Vatican Information Service
At midday on Monday, in remarks to the faithful prior to praying the Angelus, Benedict XVI considered the figure of St. Joseph. Addressing thousands of pilgrims gathered in St. Peter's Square, the Pope recalled how the evangelist Matthew presents the saint as the model "of the 'just' man who, in perfect harmony with his wife, welcomes the Son of God-made-man, and watches over His human development."
He added: "For this reason, in the days prior to Christmas, it is more important than ever to establish a kind of spiritual dialogue with St. Joseph, because he helps us to experience fully this great mystery of the faith."
John Paul II was greatly devoted to St. Joseph, said the Holy Father, and left us a meditation dedicated to him in the Apostolic Exhortation Redemptoris Custos (Guardian of the Redeemer), in which the late Pope "particularly stressed the silence of St.
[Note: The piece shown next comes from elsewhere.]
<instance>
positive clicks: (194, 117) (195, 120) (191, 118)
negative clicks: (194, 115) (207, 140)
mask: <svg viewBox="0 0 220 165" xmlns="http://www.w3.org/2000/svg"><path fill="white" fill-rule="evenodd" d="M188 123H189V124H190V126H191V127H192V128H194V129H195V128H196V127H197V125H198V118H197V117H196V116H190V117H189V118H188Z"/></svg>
Joseph; a silence permeated by contemplation of the mystery of God, in an attitude of complete openness to the divine will. In other words, St. Joseph's silence was not an expression of interior emptiness, but on the contrary, of the fullness of faith that he carried in his heart, and that guided his every thought and deed.
"A silence through which Joseph, together with Mary, safeguarded the Word of God and continually compared it with the events of Jesus' life; a silence interwoven with constant prayer and with unreserved trust in Divine providence. It is no exaggeration to say that from His 'father' Joseph, Jesus learnt — at a human level — the vigorous interior life that is a premise of true justice, the 'superior justice' that one day He would teach His disciples."
Benedict XVI concluded: "Let us allow ourselves to be 'infected' by St. Joseph's silence! We need it greatly, in a world that is often too noisy, that does not favor meditation or listening to the voice of God. During this period of preparation for Christmas, let us cultivate interior meditation, in order to welcome and safeguard Jesus in our lives."